Question

Proof the pascal’s law.

Answer 1

- Hint: Pascal’s law states that in a closed container if the fluid is in a rest condition (not moving) then a pressure change in one part of the container is transmitted to every part of the fluid and to the wall. In this phenomenon there is no loss of the fluid. In this principle the condition is that the gravity is neglected.

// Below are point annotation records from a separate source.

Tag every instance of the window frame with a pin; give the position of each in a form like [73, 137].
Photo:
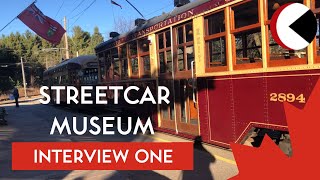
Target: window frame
[121, 61]
[234, 31]
[130, 57]
[184, 45]
[279, 62]
[211, 37]
[164, 50]
[316, 11]
[141, 55]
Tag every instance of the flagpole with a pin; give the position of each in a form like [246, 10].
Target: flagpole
[135, 8]
[15, 18]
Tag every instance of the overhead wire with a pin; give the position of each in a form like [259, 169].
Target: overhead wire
[59, 9]
[81, 13]
[75, 8]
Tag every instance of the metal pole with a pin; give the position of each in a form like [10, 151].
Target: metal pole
[135, 8]
[66, 38]
[24, 79]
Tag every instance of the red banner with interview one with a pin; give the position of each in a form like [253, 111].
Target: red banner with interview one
[102, 156]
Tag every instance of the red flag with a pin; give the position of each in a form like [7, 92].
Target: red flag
[113, 2]
[44, 26]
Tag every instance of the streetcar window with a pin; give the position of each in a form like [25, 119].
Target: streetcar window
[276, 52]
[189, 32]
[133, 48]
[160, 41]
[162, 62]
[169, 61]
[247, 33]
[124, 62]
[248, 47]
[168, 38]
[116, 64]
[181, 64]
[167, 110]
[190, 56]
[180, 35]
[215, 23]
[217, 55]
[135, 66]
[216, 44]
[144, 57]
[146, 65]
[184, 50]
[273, 5]
[133, 52]
[144, 45]
[164, 52]
[318, 33]
[246, 14]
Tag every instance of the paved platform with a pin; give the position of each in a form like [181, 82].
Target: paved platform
[32, 123]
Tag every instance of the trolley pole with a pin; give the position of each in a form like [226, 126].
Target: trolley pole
[24, 79]
[66, 38]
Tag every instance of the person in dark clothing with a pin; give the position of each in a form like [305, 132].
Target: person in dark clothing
[16, 96]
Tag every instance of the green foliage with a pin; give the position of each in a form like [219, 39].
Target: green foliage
[38, 54]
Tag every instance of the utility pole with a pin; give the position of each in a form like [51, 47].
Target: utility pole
[66, 38]
[24, 79]
[47, 62]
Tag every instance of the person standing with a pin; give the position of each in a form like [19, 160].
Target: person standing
[16, 96]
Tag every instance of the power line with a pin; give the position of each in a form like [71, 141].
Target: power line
[60, 8]
[75, 8]
[81, 13]
[160, 9]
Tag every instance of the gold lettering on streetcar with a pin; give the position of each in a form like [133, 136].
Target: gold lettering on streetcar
[287, 97]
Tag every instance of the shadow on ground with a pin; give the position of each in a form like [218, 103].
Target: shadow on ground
[32, 123]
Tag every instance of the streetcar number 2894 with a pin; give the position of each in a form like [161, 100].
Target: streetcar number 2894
[283, 97]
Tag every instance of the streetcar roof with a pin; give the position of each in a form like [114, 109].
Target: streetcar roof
[81, 60]
[155, 20]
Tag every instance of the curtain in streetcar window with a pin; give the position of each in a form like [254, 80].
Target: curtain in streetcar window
[124, 62]
[276, 51]
[318, 33]
[164, 52]
[216, 45]
[167, 110]
[184, 47]
[248, 39]
[188, 109]
[133, 51]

Complete step-by-step answer:
Statement- The intensity of pressure at a point in a fluid at rest is the same in all directions. (neglecting the effect of gravity)
Proof:
Here from the above diagram let us assume that the $ {{ad,bd}} $ and $ {{cd}} $ are the areas of the faces ADFC,ADEB and BEFC.
And the forces acting on the faces of the triangular block are $ {{{F}}_{{{a,}}}}{{{F}}_{{b}}} $ and $ {{{F}}_{{c}}} $ , similarly let the pressure acting on the three faces $ {{{P}}_{1,}}{{{P}}_2} $ and $ {{{P}}_3} $ respectively.
We know that pressure is equal to the force divided by the area.
Mathematically,
 $ {{P = }}\dfrac{{{F}}}{{{A}}} $
So, from the above equation we can write the formula for the pressure force, that is,
 $ F = P \times A $
All the three pressures will exert a force on their respective faces normal to the surface.
Therefore, force $ {{{F}}_{{{a,}}}}{{{F}}_{{b}}} $ and $ {{{F}}_{{c}}} $ is given as:
 $ {{{F}}_{{a}}}{{ = }}{{{P}}_{{1}}}\times $ area of BEFC $ {{ = }}{{{P}}_{{1}}}\times cd $
 $ {{{F}}_{{b}}}{{ = }}{{{P}}_2} \times $ area of ADFC $ {{ = }}{{{P}}_2}\times ad $
 $ {{{F}}_{{c}}}{{ = }}{{{P}}_3}\times $ area of ADEB $ {{ = }}{{{P}}_3} \times bd $
In the above diagram let angle BAC= $ {{\theta }} $ ,
So now in the $ {{\Delta BAC}} $ ,
 $ {{sin\theta = }}\dfrac{{{b}}}{{{a}}} $ and $ {{cos\theta = }}\dfrac{{{c}}}{{{a}}} $
Since the above triangular block is in equilibrium then the net force on it will be zero.
So, balancing the forces for the triangular block to be in equilibrium,
 $ {{{F}}_{{a}}}{{ = }}{{{F}}_{{b}}}{{cos\theta }} $ ----equation (1)
and \[{{{F}}_{{b}}}{{sin\theta = }}{{{F}}_{{c}}}\]-----equation (2)
On putting the values of $ {{sin\theta }} $ and $ {{cos\theta }} $ value of the forces in the equation(1) and equation (2), we will get the relation as follows,
For equation (1),
 $ {P_{1}} \times cd = {P_{2}} \times ad \times \dfrac{c}{{a}} $
 $ {P_{1}}\times cd = {P_{2}} \times cd $
 $ {P_{1}} = {P_{2}} $ --------equation (3)
Similarly, for equation (2)
 $ {{{P}}_{{2}}}{{ \times ad \times }}\dfrac{{{b}}}{{{a}}} = {{{P}}_3}{{ \times bd}} $
 $ {{{P}}_{{2}}}{{ \times bd}} = {{{P}}_3}{{ \times bd}} $
  $ {{{P}}_{{2}}} = {{{P}}_3} $ ---------equation (4)
Now from equation (3) and equation (4), we see that $ {{{P}}_{{1}}}{{ = }}{{{P}}_{{2}}} $ and $ {{{P}}_{{2}}} = {{{P}}_3} $ , so this implies that all the values of the pressure are mutually equal to each other.
So, $ {{{P}}_1}{{ = }}{{{P}}_{{2}}} = {{{P}}_3} $
Hence proved.

Note: Applications of the pascal’s law are very useful in our day to day life and in some other industrial applications. Pascal’s law is used in:
Force amplification in braking systems of many vehicles
Hydraulic press.
Automatic lift (hydraulic jack) at many service stations.
Artesian wells
Water towers and
Dams, etc.